3. Practice being a better listener. Be slower to speak.

Me listening. Also courtesy of the lovely Asharae Marie

4. Give more than I take. Especially with my husband.

5. Maintain a healthy lifestyle- eating well and continuing to run even after my half marathon is over

In case you never got to see this picture. So true.

 

6. Take time to write. Hopefully finish something I’ve started. It’s been years since I’ve completed something besides a blog post.

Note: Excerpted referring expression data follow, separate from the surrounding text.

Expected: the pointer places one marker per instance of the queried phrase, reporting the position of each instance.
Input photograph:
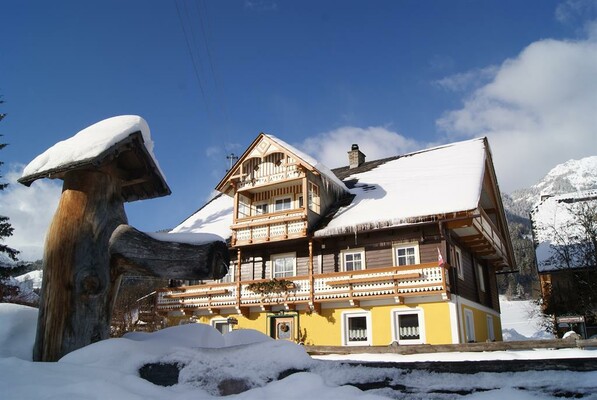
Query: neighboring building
(565, 236)
(403, 249)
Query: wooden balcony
(251, 180)
(269, 227)
(481, 235)
(310, 292)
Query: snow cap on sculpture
(122, 143)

7. By this time next year I would like to be in a job or school situation that is more fulfilling, even if it isn’t my ultimate “dream job.” Take a step closer to understanding what God made me for.

I would like a path to follow. Any direction will do. 🙂

8. Bake more! : ) And practice the gift of hospitality that goes along with that.

Confession: I made these cookies like 5 years ago. But it was the only baking picture I could find today. So there.

9. Live an adventurous life, less hindered by fears that disguise themselves as “practicality.” Take opportunities to travel, to love strangers, to try new things, to learn from unexpected teachers.

Tintagel, England. Near Merlin's Cave. Photo by the lovely Jenny Hansma.

10. Find ways to spend time playing with little children (in the non-creepy way!)

Little guy I used to watch. Obvious why playing with kids is on my list. I have to get my baby fix or I'll start wanting one of my own.